North Korea has long protested joint military drills, which it condemns as preparations for invasion, and has set Washington an end-of-year deadline to come up with a new offer in deadlocked negotiations on its weapons programmes.
The US and South Korea last year cancelled several joint drills in the wake of the Singapore summit between President Donald Trump and the North’s leader Kim Jong-un, but were due to carry out a combined air exercise later this month.
The joint air drills will now be postponed, Esper said, days after hinting that the option was on the table.
“We have made this decision as an act of goodwill to contribute to an environment conducive to diplomacy and the advancement of peace,” he said on the sidelines of a meeting of defence ministers in Thailand’s capital.
He urged Pyongyang to return to negotiations and ‘demonstrate the same goodwill as it considers decisions on conducting training, exercises and testing’.
Esper said the decision to delay the drills was not a concession but an effort to create ‘some more space’ for diplomats to strike an agreement.
His South Korean counterpart Jeong Kyeong-doo said there was no timetable for resuming the exercises.

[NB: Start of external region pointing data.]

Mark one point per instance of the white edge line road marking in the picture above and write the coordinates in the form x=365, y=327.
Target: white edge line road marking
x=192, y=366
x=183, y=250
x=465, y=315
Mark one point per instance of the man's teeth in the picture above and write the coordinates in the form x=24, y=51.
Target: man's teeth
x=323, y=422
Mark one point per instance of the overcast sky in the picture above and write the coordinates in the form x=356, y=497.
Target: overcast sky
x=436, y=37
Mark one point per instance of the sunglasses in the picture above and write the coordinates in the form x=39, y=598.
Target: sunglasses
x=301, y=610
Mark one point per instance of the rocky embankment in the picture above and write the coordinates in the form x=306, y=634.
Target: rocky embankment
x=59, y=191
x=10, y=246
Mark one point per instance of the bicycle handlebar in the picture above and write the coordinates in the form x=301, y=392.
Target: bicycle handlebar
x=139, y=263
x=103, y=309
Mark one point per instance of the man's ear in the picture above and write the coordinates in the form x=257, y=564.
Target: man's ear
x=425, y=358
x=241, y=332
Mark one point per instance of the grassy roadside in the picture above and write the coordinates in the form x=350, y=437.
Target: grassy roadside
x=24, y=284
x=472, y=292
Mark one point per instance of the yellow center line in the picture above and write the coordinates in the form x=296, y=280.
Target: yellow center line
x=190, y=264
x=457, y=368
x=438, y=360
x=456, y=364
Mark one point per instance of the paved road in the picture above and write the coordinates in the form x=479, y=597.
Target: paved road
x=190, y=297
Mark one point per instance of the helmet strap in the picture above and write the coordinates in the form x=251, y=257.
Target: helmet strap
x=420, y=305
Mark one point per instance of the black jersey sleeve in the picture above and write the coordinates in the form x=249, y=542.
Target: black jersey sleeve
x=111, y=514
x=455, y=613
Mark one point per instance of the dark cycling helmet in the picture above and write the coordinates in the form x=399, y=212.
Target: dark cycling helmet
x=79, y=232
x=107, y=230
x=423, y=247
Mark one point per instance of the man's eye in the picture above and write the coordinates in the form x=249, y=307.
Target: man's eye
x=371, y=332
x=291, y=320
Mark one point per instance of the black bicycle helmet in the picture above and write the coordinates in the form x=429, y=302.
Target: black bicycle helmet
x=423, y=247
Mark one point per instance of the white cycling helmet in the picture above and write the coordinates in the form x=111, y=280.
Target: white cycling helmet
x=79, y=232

“It will be a part of our ongoing consultation and we will decide through that close coordination between the two sides,” Jeong said.
Pyongyang has carried out a series of missile tests in recent months, including one launched at sea which it said was fired from a submarine - a potential strategic game-changer.
It has repeatedly demanded that the combined exercise is scrapped, and recently said holding the drills would be an ‘undisguised breach’ of the Singapore summit declaration.
Negotiations have stalled since the follow-up Hanoi summit between Kim and Trump broke up in February, with disagreement over sanctions relief and what the North would be willing to give up in return.